In its maiden results since listing on the JSE in April last year, the group, which is the holding company of Golden Arrow Bus Services, said group revenue fell to R1.7 billion from R1.8bn in the previous period.

Its revenue was also hurt by unparallel­ed fuel price increases of 48 percent compared to the prior year, and two labour strikes, one protected and another not.

“Regrettabl­y, in the run-up to national and provincial elections, widespread service delivery protests negatively affected the provision of scheduled bus services, particular­ly in areas adjacent to mushroomin­g informal settlement­s across the city,” the group said.

Hosken Passenger Logistics and Rail, which marks a year since it listed on the JSE in April – in the Travel and Leisure sector of the JSE’s main board – saw operating expenses increase in the current year to R1.38bn from R1.35bn in the previous, largely because of the disruption and destructio­n it experience­d.

The group’s operating profit declined to R411 million from R454m in the previous period, while finance costs grew significan­tly to R4m.

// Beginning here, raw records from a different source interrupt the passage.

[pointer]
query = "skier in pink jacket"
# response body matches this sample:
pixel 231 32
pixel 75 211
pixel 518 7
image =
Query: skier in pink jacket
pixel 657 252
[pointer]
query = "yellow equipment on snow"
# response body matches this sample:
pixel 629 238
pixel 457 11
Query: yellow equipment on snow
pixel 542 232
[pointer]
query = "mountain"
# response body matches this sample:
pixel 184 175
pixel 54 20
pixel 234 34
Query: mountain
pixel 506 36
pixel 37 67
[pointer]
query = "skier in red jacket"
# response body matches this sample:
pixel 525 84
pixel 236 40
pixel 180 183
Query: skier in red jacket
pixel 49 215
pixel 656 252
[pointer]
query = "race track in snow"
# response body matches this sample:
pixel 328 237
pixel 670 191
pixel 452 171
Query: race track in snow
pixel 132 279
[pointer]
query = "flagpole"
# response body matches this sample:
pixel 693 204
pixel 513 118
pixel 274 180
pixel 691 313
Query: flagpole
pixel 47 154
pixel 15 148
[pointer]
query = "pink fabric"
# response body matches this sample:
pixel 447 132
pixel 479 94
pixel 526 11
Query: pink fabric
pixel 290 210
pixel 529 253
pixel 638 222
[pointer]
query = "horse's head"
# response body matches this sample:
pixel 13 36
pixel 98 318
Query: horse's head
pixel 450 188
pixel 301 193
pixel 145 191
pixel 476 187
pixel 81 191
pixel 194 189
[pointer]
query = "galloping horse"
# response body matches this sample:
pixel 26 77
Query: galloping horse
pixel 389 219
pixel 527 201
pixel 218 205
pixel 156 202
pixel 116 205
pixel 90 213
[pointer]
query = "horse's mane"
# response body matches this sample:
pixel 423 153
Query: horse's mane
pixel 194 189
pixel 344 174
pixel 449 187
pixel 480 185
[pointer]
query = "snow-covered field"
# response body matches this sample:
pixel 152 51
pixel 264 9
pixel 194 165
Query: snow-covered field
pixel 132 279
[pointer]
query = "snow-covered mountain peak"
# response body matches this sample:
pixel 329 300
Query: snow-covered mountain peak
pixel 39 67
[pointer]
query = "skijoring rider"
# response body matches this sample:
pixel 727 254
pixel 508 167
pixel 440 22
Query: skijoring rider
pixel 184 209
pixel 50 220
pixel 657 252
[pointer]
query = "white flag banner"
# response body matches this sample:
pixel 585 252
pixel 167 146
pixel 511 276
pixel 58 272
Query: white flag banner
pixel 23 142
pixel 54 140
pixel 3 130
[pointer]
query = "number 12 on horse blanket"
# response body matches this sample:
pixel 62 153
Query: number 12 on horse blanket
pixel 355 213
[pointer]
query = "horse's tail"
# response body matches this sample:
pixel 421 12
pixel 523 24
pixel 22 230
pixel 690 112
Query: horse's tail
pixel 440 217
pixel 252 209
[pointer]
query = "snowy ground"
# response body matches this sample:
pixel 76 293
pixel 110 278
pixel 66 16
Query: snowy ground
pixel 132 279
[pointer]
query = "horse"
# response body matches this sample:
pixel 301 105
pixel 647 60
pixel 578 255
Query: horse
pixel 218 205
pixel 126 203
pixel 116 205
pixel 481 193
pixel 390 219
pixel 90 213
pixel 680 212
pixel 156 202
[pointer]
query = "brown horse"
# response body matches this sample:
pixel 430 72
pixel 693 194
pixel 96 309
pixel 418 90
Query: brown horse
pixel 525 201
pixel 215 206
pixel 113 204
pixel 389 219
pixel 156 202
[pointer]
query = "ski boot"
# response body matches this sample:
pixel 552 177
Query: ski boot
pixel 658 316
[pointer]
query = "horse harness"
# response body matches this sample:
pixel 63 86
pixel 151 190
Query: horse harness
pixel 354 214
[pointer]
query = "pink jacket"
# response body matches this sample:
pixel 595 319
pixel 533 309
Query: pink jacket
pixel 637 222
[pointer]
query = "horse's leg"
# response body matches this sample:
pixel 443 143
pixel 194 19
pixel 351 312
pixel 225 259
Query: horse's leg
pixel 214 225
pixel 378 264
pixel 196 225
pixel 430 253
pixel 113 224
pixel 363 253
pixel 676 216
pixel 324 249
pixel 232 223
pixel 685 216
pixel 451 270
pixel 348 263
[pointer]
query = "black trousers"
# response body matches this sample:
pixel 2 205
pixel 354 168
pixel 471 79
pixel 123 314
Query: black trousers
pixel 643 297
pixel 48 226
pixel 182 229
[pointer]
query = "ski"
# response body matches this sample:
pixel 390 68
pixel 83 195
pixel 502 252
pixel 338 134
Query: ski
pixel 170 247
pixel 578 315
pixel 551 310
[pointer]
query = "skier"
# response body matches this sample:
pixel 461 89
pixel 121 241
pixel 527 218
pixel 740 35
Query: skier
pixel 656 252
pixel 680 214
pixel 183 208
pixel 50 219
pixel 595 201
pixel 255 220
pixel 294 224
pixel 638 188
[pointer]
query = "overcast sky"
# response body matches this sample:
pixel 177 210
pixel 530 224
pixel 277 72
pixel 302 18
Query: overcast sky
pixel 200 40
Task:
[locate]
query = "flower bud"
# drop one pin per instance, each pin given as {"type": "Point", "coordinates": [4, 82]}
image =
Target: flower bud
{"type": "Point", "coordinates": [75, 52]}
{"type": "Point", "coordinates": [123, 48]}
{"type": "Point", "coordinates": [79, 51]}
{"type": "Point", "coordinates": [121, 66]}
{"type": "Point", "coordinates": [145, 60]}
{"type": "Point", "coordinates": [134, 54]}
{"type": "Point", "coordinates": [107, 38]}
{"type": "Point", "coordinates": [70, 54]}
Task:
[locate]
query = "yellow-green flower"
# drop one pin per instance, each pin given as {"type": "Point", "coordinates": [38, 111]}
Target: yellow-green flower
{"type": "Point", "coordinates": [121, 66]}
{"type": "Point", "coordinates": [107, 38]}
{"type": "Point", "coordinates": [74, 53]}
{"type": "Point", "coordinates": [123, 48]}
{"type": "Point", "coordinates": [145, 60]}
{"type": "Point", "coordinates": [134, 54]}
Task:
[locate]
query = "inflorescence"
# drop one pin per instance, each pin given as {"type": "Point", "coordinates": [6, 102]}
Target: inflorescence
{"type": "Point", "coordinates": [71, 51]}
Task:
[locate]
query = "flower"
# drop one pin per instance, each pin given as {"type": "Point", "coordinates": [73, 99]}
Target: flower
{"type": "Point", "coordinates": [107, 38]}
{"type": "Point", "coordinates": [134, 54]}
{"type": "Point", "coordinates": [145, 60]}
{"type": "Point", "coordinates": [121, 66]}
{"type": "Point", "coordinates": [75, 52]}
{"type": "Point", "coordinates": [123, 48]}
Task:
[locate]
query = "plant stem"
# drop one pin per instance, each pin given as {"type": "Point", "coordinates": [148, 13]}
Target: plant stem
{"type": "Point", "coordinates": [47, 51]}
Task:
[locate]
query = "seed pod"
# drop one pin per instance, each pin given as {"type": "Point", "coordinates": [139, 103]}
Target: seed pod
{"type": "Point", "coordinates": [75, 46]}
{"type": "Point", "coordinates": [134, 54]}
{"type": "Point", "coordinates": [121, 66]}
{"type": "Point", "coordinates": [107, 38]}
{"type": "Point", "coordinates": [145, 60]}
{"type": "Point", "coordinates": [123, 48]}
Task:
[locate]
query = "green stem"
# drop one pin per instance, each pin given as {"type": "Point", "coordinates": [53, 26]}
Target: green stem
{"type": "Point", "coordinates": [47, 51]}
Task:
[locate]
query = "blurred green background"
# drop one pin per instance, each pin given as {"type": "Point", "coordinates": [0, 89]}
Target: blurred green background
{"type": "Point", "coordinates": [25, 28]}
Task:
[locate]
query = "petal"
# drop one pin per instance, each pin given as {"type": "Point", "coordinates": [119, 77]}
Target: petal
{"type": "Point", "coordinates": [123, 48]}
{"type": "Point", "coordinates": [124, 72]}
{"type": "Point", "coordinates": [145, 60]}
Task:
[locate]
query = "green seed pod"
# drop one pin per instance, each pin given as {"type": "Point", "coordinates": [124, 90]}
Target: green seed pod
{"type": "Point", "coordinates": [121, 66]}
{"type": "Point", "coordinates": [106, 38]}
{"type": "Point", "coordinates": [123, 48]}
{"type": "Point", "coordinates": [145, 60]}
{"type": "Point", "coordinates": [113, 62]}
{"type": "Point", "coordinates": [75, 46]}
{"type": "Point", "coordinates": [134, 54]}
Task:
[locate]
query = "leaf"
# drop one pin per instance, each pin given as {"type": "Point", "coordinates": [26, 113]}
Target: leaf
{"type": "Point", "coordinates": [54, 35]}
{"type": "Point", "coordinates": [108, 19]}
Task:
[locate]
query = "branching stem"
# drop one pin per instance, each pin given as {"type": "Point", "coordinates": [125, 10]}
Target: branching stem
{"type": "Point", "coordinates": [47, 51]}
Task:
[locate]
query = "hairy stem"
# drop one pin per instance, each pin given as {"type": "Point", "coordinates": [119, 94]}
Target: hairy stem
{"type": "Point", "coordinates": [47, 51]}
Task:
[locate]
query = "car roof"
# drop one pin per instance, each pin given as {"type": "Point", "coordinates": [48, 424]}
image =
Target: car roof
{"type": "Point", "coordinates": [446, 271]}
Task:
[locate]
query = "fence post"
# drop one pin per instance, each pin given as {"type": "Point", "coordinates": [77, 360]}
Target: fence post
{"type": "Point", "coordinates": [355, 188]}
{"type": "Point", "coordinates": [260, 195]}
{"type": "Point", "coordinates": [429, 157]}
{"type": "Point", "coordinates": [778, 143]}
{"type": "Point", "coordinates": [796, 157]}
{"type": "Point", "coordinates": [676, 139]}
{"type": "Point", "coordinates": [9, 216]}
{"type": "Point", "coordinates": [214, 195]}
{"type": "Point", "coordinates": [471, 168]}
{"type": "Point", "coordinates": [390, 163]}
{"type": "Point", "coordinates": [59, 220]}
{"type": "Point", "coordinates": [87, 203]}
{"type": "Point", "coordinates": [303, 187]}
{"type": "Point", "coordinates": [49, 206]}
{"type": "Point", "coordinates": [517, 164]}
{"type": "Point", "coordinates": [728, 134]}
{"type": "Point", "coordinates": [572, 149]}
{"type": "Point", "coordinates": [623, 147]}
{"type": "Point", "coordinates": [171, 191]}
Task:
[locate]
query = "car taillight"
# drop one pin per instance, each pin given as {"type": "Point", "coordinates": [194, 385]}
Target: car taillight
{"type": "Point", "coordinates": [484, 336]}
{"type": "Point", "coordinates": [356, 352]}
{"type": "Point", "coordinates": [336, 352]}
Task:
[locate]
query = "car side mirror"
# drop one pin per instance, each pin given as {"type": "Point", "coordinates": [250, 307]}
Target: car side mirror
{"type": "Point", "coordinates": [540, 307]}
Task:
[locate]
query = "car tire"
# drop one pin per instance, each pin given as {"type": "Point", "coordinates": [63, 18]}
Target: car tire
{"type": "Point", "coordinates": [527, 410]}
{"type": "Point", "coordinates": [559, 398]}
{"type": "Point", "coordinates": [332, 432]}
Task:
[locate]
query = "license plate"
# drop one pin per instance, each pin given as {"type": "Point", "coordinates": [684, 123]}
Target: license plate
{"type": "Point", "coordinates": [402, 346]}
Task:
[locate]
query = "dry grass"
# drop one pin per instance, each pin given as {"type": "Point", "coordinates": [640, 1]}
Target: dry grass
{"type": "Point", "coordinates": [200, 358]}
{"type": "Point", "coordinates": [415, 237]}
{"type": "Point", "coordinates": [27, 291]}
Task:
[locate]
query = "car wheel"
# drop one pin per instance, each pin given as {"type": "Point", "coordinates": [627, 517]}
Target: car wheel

“Despite the increase in the fuel price and 8.5 percent increase in wages from the prior year, which make up the group’s two largest cost drivers, management’s focus on finding efficienci­es across its operations showed positive results containing the increase in operating expenses to 1.7 percent from the prior year.

“These cost-saving initiative­s covered areas affecting fuel, labour, electricit­y and water costs,” the group said in its financials for the year to March.

It said this resulted in a decrease in operating profit of 9.3 percent from the prior year.

Profit for the year was 0.2 percent lower than the previous year, largely due to interest received on the financial asset and the effect of the reassessme­nt of residual values of buses.

Two fares increases totalling 14.5 percent were implemente­d over the financial year.

But overall demand for reliable road-based passenger public transport services continued to increase as a result of problems besetting the rail system in the Cape metropole, the group said.

The group sourced R156.4m of debt in the period for instalment sale agreements used to finance bus acquisitio­ns as opposed to R155.9m in the previous period.

HCI shares closed 0.85 percent lower at R103.89 on the JSE yesterday.